2. Main Methods and Findings
The researchers employed a novel BCI design utilizing electrode arrays implanted in the dorsal premotor cortex of monkeys. This approach allowed for the recording of neural signals with high fidelity. The study achieved a significant performance improvement, with the BCI demonstrating a key selection speed of up to 6.5 bits per second, translating to approximately 15 words per minute using 96 electrodes. Importantly, the research highlighted that the highest information throughput was attained through the use of exceptionally brief neural recordings, even in cases where recording quality diminished over time. This finding suggests that the temporal dynamics of neural firing can be exploited to optimize BCI performance.
3. Core Conclusion
The study concludes that it is feasible to develop a high-performance BCI capable of facilitating rapid and accurate key selection, which could effectively operate across various keyboard sizes. The advancements in BCI technology demonstrated in this research represent a significant leap forward, suggesting that BCIs can achieve performance levels that make them more applicable in clinical settings for individuals with neurological impairments.
4. Research Significance and Impact
The implications of this research are profound, as the enhanced BCI performance could lead to improved assistive technologies for patients suffering from conditions such as spinal cord injuries or neurodegenerative diseases. By demonstrating the potential for high throughput and accuracy in BCI applications, this study paves the way for future developments that may allow patients to communicate and interact with their environments more effectively. Furthermore, the insights gained regarding the efficacy of brief neural recordings could steer future BCI designs, bridging the gap between experimental setups and practical applications. This research thus holds the promise of transforming the landscape of neuroprosthetics and rehabilitation technologies, significantly improving the quality of life for affected individuals.
Literatures Citing This Work
- Volitional control of neural activity: implications for brain-computer interfaces. - Eberhard E Fetz - The Journal of physiology (2007)
- Assistive technology and robotic control using motor cortex ensemble-based neural interface systems in humans with tetraplegia. - John P Donoghue;Arto Nurmikko;Michael Black;Leigh R Hochberg - The Journal of physiology (2007)

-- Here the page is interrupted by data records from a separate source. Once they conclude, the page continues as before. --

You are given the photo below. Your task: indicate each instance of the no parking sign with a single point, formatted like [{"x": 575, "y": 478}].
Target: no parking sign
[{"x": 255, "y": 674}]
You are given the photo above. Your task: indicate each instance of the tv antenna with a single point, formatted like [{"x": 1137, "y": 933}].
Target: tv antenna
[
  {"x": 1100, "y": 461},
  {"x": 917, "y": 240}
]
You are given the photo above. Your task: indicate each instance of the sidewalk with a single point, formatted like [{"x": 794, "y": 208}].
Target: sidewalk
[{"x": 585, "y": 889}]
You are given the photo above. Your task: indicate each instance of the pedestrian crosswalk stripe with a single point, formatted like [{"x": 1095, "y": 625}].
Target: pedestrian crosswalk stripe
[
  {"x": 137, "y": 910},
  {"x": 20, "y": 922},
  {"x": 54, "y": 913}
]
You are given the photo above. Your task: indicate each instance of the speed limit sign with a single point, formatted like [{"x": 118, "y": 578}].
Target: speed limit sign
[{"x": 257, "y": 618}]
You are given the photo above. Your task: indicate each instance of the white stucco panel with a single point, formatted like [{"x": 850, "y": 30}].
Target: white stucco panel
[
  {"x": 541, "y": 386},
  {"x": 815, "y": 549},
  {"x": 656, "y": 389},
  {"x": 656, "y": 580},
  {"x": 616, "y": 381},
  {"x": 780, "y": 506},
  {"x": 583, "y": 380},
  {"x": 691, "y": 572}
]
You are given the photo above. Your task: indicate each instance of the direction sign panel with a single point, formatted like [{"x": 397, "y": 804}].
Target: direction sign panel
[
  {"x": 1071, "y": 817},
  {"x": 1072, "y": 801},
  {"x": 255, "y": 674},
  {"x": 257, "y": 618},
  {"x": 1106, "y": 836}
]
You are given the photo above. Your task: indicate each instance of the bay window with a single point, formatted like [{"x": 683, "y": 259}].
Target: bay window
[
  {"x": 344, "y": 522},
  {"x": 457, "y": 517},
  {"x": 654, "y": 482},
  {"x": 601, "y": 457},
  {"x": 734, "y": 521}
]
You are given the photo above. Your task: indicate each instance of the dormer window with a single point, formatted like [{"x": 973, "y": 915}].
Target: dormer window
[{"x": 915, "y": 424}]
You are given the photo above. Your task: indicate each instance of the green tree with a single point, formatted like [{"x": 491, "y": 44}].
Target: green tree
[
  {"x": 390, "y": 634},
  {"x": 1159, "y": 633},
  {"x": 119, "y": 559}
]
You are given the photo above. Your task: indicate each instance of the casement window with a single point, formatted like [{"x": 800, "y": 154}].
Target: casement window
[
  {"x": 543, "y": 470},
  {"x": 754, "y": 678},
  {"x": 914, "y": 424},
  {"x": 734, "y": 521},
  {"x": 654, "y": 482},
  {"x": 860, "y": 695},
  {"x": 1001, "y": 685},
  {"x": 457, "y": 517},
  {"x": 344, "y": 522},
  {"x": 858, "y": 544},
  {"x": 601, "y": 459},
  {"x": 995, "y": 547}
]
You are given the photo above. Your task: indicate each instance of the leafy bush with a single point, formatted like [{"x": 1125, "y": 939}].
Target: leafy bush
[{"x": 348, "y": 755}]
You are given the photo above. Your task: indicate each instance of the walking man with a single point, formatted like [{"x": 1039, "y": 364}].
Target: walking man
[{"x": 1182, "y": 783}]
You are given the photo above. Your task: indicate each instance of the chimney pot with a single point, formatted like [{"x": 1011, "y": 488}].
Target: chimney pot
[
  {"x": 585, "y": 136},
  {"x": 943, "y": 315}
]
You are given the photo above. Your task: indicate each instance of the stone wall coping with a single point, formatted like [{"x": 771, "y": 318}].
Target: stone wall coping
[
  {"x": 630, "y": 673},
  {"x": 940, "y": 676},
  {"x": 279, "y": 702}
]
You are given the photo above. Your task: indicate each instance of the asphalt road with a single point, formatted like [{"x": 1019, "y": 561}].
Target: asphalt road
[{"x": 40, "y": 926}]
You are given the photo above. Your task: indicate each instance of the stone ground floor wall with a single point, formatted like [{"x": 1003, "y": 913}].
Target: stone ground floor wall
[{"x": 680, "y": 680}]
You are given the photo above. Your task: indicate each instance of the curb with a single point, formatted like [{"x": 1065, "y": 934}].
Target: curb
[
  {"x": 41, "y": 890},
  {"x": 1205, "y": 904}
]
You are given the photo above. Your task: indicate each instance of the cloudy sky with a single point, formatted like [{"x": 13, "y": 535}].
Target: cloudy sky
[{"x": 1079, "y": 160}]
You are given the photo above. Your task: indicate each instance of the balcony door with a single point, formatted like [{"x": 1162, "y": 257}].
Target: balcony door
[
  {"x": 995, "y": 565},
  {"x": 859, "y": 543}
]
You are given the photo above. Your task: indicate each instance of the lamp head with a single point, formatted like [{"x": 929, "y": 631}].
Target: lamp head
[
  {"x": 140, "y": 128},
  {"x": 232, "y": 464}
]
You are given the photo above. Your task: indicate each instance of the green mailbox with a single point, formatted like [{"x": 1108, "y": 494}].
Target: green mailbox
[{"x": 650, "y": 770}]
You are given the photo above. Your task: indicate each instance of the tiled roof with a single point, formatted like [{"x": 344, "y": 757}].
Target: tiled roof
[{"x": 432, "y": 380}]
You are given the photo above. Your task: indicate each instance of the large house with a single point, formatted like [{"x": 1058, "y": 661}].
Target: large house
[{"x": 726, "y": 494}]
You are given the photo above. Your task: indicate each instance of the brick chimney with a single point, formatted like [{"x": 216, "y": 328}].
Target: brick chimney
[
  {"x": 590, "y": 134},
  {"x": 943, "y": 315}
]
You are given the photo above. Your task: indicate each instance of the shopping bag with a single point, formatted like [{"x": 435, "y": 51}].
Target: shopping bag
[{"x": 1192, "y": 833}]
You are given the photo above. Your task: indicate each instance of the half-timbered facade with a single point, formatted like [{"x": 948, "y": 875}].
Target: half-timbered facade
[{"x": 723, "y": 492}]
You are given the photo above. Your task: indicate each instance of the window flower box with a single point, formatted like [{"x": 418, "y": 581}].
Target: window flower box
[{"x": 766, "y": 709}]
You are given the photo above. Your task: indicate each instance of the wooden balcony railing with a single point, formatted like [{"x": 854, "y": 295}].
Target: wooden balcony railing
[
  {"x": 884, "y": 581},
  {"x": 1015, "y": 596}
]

- Single-neuron stability during repeated reaching in macaque premotor cortex. - Cynthia A Chestek;Aaron P Batista;Gopal Santhanam;Byron M Yu;Afsheen Afshar;John P Cunningham;Vikash Gilja;Stephen I Ryu;Mark M Churchland;Krishna V Shenoy - The Journal of neuroscience : the official journal of the Society for Neuroscience (2007)
- Prediction of upper limb muscle activity from motor cortical discharge during reaching. - Eric A Pohlmeyer;Sara A Solla;Eric J Perreault;Lee E Miller - Journal of neural engineering (2007)
- Spike train decoding without spike sorting. - Valérie Ventura - Neural computation (2008)
- Asynchronous decoding of dexterous finger movements using M1 neurons. - Vikram Aggarwal;Soumyadipta Acharya;Francesco Tenore;Hyun-Chool Shin;Ralph Etienne-Cummings;Marc H Schieber;Nitish V Thakor - IEEE transactions on neural systems and rehabilitation engineering : a publication of the IEEE Engineering in Medicine and Biology Society (2008)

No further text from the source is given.